Smith – the author of novels including White Teeth and On Beauty – was speaking at the Arts theatre, Cambridge during an event at Cambridge literary festival about her latest book, the essay collection Dead and Alive, in which she discusses a number of female artists, among other subjects.
Asked whether the author was referring to the “much-discussed ‘death of the male novelist’” by host and Observer literary editor Tom Gatti, Smith said: “No, I have read some really good ones recently, actually by millennial men, really fascinating, balls-to-the-wall novels – I think they’ve got nothing to lose so they’re like, ‘let’s do this’.” Last year, Smith also listed Flesh by David Szalay among her holiday reading recommendations for the Guardian, ahead of it winning the Booker.
Smith said she was “almost embarrassed to say” that she mainly reads women now. “Being a woman and getting older, you become enormously impatient with anything other than other older women,” she added. “All I read now is Helen Garner because I want wisdom.”
Asked about the female artists she writes about in Dead and Alive – including Joan Didion, Kara Walker and Celia Paul – Smith said: “I was born in 1975, and what’s happened since then in women’s art is so cheering and so extraordinary, that I just wanted to log it.” She remembers sitting in her room as a teenager, trying to think of female writers who “hadn’t been dead 250 years”, and “it was hard”. There was AS Byatt, Margaret Drabble, and Toni Morrison – “of course there were so many women writing, but they didn’t write in a way that I would have noticed aged 12, 13.”
The author did mention a number of men when giving recommendations of other essayists – John Berger, Stuart Hall and James Baldwin – along with Joan Didion, Anne Enright and Susan Sontag.

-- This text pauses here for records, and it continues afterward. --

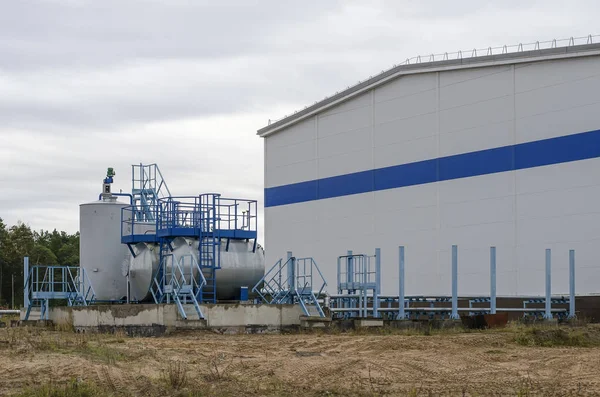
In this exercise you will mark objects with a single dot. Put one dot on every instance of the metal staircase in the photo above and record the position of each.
(45, 283)
(295, 281)
(359, 285)
(209, 245)
(180, 281)
(147, 187)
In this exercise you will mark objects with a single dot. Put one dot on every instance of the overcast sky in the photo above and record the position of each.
(85, 85)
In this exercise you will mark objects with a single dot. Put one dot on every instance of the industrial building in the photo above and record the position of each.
(498, 150)
(434, 182)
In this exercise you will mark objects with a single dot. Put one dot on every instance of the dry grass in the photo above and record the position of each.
(515, 361)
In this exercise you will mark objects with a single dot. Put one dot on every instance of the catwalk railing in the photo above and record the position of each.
(46, 283)
(294, 281)
(359, 295)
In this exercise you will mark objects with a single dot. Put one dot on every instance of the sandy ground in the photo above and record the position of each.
(481, 363)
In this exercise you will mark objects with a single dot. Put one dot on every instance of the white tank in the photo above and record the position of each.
(100, 250)
(239, 267)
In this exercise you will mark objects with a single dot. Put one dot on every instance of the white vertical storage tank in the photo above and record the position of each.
(100, 250)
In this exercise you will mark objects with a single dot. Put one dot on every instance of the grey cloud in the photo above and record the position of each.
(89, 84)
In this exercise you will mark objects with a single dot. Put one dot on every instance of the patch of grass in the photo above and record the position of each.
(175, 375)
(74, 388)
(558, 337)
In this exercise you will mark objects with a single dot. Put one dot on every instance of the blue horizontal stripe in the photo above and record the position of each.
(563, 149)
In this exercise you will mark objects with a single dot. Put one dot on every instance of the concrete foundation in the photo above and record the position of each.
(368, 322)
(155, 320)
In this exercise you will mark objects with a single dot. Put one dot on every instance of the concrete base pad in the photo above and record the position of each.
(368, 322)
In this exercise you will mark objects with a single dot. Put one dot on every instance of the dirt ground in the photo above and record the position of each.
(509, 362)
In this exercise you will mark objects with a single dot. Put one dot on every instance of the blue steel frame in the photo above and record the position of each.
(358, 284)
(45, 283)
(345, 305)
(155, 216)
(295, 281)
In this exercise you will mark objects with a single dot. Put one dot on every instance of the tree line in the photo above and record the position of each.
(43, 248)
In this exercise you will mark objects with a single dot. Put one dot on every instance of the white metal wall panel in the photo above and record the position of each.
(421, 117)
(291, 155)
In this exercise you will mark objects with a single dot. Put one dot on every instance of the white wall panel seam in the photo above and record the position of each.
(317, 143)
(558, 84)
(474, 78)
(290, 144)
(515, 253)
(476, 102)
(340, 133)
(395, 76)
(537, 192)
(406, 118)
(559, 110)
(403, 96)
(437, 190)
(569, 215)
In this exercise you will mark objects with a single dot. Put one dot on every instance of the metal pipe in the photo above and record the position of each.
(548, 312)
(10, 312)
(493, 280)
(350, 268)
(377, 281)
(571, 283)
(460, 309)
(26, 278)
(401, 312)
(290, 262)
(454, 314)
(120, 195)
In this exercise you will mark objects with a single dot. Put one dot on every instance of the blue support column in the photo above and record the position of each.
(26, 286)
(492, 280)
(377, 282)
(350, 274)
(291, 270)
(454, 315)
(350, 279)
(548, 311)
(571, 283)
(401, 311)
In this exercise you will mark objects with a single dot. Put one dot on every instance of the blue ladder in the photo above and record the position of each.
(295, 281)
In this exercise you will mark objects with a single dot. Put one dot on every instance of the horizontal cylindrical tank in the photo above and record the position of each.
(100, 250)
(239, 266)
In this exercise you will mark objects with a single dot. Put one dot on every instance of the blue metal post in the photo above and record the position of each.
(291, 269)
(548, 311)
(571, 283)
(26, 286)
(454, 315)
(492, 280)
(377, 282)
(401, 311)
(350, 271)
(350, 279)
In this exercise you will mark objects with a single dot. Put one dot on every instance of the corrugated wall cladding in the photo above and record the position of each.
(533, 129)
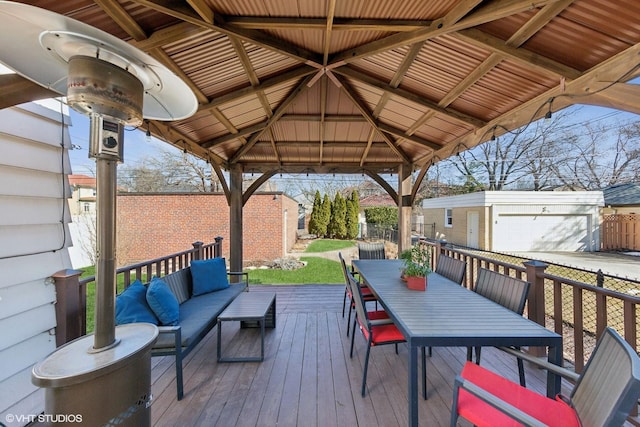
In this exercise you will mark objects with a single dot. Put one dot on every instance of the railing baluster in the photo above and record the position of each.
(578, 330)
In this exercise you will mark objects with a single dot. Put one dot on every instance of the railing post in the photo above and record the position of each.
(68, 312)
(536, 307)
(440, 249)
(217, 252)
(197, 254)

Smith also made a number of comments on the political landscape. “We’re seeing politics done by sociopaths right now,” she said.

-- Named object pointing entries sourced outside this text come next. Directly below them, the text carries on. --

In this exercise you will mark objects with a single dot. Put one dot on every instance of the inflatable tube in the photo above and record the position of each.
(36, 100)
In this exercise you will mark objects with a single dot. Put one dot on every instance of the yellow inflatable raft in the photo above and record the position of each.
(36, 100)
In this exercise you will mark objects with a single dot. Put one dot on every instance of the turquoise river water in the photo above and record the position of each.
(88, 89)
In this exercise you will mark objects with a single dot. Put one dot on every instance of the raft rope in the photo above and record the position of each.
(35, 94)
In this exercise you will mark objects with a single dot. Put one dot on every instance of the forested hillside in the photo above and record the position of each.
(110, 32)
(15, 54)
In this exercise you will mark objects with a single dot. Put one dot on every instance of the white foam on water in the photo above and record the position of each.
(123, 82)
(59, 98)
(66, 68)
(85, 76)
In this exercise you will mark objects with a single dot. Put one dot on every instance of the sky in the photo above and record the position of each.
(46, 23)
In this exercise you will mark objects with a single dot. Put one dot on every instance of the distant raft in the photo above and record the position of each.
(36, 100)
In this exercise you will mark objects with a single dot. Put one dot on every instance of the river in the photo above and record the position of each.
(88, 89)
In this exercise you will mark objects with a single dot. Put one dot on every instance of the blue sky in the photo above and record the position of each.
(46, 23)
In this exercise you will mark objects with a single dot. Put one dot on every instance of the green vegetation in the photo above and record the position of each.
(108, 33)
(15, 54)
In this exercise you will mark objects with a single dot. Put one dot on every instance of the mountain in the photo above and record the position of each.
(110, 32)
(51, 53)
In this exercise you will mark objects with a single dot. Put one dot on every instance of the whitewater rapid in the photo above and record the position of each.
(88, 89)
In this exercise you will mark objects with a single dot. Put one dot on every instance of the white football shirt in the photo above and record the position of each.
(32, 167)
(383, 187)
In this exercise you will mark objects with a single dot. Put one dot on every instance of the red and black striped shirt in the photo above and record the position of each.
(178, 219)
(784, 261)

At a later point, she said that “what we call the Labour party has not been the Labour party since Kinnock. That’s a long line of disappointment.”
Asked whether Britain is more or less inclusive now than it was when she was growing up in London, she responded: “for me, that’s a purely economic question, and if people are going to be as poor as they’re being made right now, then no, it’s far less inclusive.”
The writer said she is now working on a new novel about teenagers in the 90s. Her editor recently told her that the book is “going to shock people because of all the things that [were] possible”, compared with the opportunities that young people have today. “This is a disappeared world.”